A Comparison of the Performance of Ensemble Tree and Neural Networks for The Prediction of Traffic Accident Duration
Hüseyin Korkmaz, Mehmet Ali Ertürk, Mehmet AdakTraffic accident duration is defined as the time difference between the occurrence and the return of the accident scene’s initial state. The aim of this paper is to predict the traffic accident duration based on traffic accident data in Istanbul with Ensemble Tree and Neural Networks methods and to compare the performance of these methods. The secondary aim of the paper is to identify the main factors affecting the accident duration. The accident data sets obtained from Istanbul Metropolitan Municipality and General Directorate of Security are used in this paper. The dataset includes 1.905 traffic accident records in Istanbul from 2013 to 2021. The data were analyzed within the scope of data mining. Statistical tests and machine learning algorithms were applied to the extracted data set and prediction of traffic accident duration was performed. R², MSE, RMSE and MAE metrics were used for the performance measures of the algorithms applied in this paper. It was found that the Ensemble Tree algorithm achieved an R-Square of 0.85 in training, while the Neural Networks algorithm performed better with 0.91 in testing.

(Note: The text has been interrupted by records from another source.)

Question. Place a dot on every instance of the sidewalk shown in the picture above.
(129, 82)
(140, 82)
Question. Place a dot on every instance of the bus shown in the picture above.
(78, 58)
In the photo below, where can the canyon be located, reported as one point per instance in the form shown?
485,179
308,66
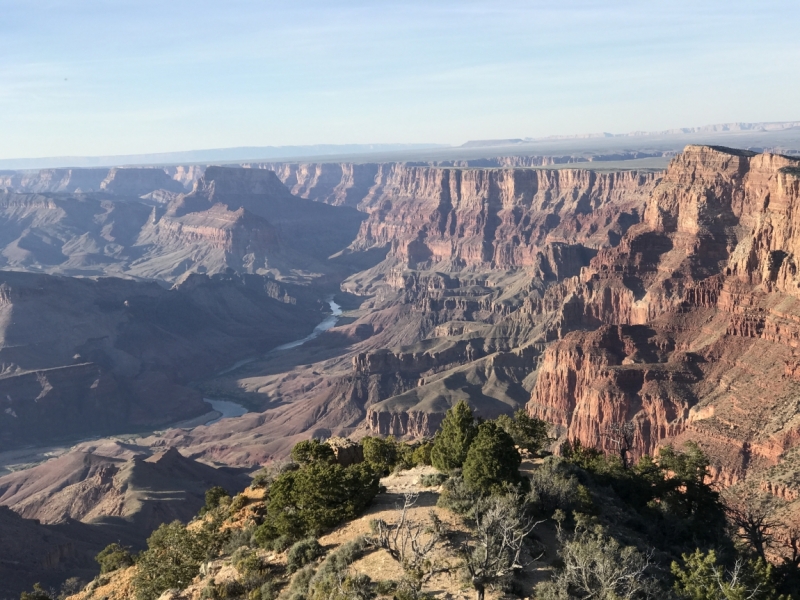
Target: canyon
668,299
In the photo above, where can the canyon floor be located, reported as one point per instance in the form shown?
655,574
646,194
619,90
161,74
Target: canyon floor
589,297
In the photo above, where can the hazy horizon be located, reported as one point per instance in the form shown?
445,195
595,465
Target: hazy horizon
99,78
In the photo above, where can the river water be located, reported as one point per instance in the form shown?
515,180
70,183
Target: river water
228,409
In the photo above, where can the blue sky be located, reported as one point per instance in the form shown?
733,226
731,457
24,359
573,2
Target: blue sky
92,77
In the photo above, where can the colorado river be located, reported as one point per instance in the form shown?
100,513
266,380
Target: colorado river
329,322
228,409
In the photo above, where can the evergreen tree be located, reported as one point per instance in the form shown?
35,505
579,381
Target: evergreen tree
528,433
492,459
312,451
453,439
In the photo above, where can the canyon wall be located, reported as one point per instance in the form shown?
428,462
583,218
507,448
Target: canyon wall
497,218
693,319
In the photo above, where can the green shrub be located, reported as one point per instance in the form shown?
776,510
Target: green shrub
238,538
314,498
38,593
172,559
554,486
114,557
457,496
702,577
527,432
302,553
422,454
492,460
334,570
432,479
70,587
254,570
238,503
453,438
269,591
298,587
380,454
215,497
312,451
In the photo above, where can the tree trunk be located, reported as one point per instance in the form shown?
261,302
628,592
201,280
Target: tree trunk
480,589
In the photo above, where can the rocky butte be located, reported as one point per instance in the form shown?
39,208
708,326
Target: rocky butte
689,327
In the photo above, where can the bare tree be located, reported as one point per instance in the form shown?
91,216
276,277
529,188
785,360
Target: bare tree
752,516
414,545
495,552
620,434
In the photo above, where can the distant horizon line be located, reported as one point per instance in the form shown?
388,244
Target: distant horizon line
294,152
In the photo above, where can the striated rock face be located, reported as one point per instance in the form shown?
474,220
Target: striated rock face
694,317
340,184
54,180
137,181
497,218
85,357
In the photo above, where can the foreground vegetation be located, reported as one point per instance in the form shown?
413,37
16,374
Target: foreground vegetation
621,530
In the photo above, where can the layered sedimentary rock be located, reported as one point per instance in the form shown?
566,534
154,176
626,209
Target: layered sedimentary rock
497,218
244,219
695,317
82,357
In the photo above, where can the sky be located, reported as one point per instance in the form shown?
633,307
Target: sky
100,77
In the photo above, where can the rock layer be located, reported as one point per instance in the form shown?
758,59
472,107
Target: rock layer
709,281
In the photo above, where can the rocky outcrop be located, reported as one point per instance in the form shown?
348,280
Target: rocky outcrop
708,280
497,218
54,180
131,181
88,357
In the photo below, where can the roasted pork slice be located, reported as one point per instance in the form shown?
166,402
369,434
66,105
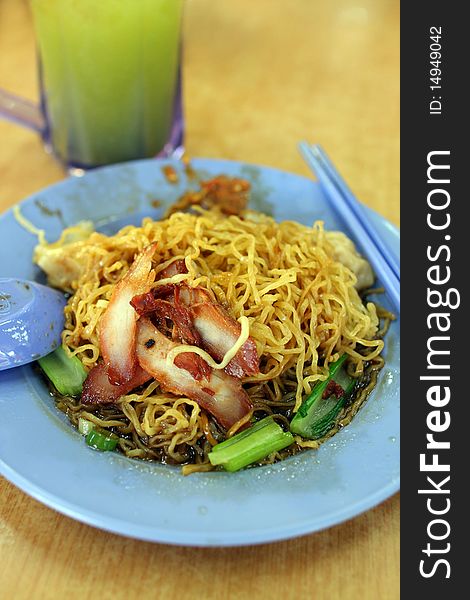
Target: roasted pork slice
97,389
219,332
118,324
218,393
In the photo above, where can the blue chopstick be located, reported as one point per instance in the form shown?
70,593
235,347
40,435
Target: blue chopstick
384,262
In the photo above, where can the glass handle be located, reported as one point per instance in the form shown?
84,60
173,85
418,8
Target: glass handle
21,111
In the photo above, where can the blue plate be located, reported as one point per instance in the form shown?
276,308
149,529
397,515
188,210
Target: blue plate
44,456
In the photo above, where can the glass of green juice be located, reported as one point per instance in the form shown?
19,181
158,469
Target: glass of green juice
110,80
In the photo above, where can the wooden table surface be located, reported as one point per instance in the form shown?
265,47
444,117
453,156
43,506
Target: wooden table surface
259,76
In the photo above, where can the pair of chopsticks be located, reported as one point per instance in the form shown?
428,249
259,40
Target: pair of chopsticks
384,262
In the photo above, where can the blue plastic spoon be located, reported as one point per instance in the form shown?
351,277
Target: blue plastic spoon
31,321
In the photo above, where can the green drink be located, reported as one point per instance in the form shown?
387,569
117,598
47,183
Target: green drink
109,77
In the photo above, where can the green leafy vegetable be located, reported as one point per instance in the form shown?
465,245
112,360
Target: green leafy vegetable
317,415
251,445
66,373
102,440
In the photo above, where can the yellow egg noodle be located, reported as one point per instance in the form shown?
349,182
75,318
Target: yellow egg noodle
281,281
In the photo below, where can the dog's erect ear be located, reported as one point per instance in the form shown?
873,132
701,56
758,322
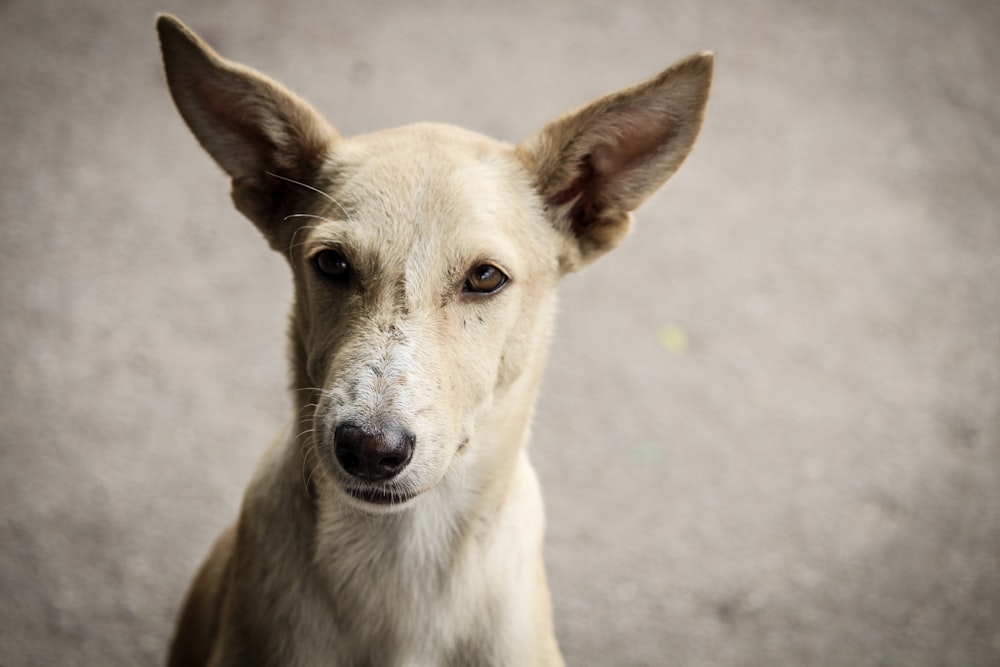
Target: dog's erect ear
595,165
259,132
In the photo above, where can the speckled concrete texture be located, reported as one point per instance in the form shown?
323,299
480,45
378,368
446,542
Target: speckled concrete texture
770,431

Trafik Kaza Süresinin Tahmini İçin Topluluk Ağacı ve Sinir Ağları Performansının Karşılaştırılması
Hüseyin Korkmaz, Mehmet Ali Ertürk, Mehmet AdakTrafik kaza süresi, bir kazanın meydana gelmesi ile kaza yerinin başlangıç durumuna dönmesi arasındaki zaman farkı olarak ifade edilmektedir. Bu araştırmanın birincil amacı İstanbul’daki trafik kaza verilerine dayalı olarak trafik kaza süresini Topluluk Ağacı ve Sinir Ağları yöntemleri ile tahmin etmek ve bu yöntemlerin performanslarını karşılaştırmaktır. Araştırmanın ikincil amacı ise trafik kaza süresini etkileyen temel faktörleri belirlemektir. Bu araştırmada İstanbul Büyükşehir Belediyesi ve Emniyet Genel Müdürlüğü kurumlarından elde edilen İstanbul’a ait kaza bilgisi veri setleri kullanılmıştır. Veri seti, 2013-2021 yılları arasındaki İstanbul’da gerçekleşen 1.905 trafik kaza kaydını içermektedir. Veriler, veri madenciliği kapsamında incelenmiştir. Ayıklanan veri setine istatistik testleri ve makine öğrenmesi algoritmalarından Topluluk Ağacı ve Sinir Ağları uygulanarak trafik kaza süresi tahmini gerçekleştirilmiştir. Bu araştırmada uygulanan algoritmaların performans ölçümleri için R², MSE, RMSE ve MAE metrikleri kullanılmıştır. Topluluk Ağacı algoritmasının eğitimde R-Kare: 0.85 ile başarılı bir performans elde ettiği, testte ise R-Kare: 0.91 ile Sinir Ağları algoritmasının daha iyi performans gösterdiği sonucuna ulaşılmıştır.
This paper aims to predict the traffic accident duration based on traffic accident data in Istanbul with Ensemble Tree and Neural Networks methods and to compare the performance of these methods. The secondary aim of the paper is to identify the main factors affecting the accident duration. Traffic accident duration is defined as the time difference between the occurrence and the return of the accident scene’s initial state. When a traffic incident or accident occurs, the uncertainty of the duration causes concern for drivers, passengers, and traffic operators. Therefore, the duration between the occurrence of a traffic accident and its clearance is a topic worthy of research.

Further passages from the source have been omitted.